KevsRobots Learning Platform

DuckDB - Fast, free analytics

49% Percent Complete

Python Integration

Use DuckDB from Python to query DataFrames, return results as DataFrames, and power notebooks.

By Kevin McAleer,    5 Minutes


DuckDB integrates tightly with Pandas and Polars. You can query DataFrames directly using SQL and get results back as DataFrames.

Seeing new terms (DataFrame registration, persistence, Parquet)?

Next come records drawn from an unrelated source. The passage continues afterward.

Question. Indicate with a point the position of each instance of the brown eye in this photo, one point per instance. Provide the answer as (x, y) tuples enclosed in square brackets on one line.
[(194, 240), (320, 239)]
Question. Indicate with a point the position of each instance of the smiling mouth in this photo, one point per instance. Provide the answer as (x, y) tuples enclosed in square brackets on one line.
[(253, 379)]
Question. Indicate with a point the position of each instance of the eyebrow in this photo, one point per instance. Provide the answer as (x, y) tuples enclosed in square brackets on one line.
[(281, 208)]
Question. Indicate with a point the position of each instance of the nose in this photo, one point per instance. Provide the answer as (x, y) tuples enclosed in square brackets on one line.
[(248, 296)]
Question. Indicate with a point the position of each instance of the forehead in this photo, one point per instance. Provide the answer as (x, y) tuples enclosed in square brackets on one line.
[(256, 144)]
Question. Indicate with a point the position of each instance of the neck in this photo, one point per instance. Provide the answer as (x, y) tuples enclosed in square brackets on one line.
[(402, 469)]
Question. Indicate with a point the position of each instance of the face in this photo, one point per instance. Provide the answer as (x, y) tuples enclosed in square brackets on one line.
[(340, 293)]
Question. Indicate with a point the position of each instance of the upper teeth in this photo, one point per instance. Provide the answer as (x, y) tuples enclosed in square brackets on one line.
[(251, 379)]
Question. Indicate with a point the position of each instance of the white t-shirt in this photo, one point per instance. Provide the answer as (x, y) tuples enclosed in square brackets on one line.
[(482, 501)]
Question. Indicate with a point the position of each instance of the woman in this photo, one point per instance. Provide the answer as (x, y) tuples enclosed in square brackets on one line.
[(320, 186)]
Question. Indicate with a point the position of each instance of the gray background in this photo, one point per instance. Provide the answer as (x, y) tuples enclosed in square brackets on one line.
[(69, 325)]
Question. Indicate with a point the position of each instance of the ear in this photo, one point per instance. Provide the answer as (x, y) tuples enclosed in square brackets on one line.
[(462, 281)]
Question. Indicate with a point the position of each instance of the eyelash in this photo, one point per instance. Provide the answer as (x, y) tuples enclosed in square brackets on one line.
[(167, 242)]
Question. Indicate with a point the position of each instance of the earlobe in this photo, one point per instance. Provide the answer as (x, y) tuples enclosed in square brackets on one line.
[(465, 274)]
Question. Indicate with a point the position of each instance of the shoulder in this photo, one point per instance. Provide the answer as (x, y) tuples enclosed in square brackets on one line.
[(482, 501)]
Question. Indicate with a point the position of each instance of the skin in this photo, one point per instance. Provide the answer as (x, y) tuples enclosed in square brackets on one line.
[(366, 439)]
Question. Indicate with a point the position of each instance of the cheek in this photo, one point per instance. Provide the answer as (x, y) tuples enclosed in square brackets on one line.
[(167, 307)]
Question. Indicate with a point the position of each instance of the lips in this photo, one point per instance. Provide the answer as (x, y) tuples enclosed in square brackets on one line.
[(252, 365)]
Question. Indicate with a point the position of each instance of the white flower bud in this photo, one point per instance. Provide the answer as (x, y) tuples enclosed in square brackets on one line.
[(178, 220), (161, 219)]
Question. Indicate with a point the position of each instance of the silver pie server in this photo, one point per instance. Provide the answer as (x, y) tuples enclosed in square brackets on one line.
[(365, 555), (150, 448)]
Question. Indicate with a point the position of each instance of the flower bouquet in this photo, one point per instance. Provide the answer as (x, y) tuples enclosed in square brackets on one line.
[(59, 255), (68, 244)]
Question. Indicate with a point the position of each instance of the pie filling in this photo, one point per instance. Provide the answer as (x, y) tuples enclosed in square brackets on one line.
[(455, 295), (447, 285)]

See the Beginner glossary.


Mental model (2 minutes)

  • DuckDB is a fast SQL engine you embed in your Python process.
  • A “connection” is your gateway to run multiple statements and keep state (tables, views).
  • DataFrames (Pandas/Polars) can be treated like temporary tables in SQL.
  • Results can come back as DataFrames, so you can plot/model immediately.

Why this matters:

  • You keep the best of both worlds: Python’s ecosystem and SQL’s expressive queries.
  • No servers to manage; it’s reproducible and fast on your laptop or CI.

Pattern A: Quick one‑off query on a DataFrame

Useful for small scripts and notebooks when you don’t need persistence.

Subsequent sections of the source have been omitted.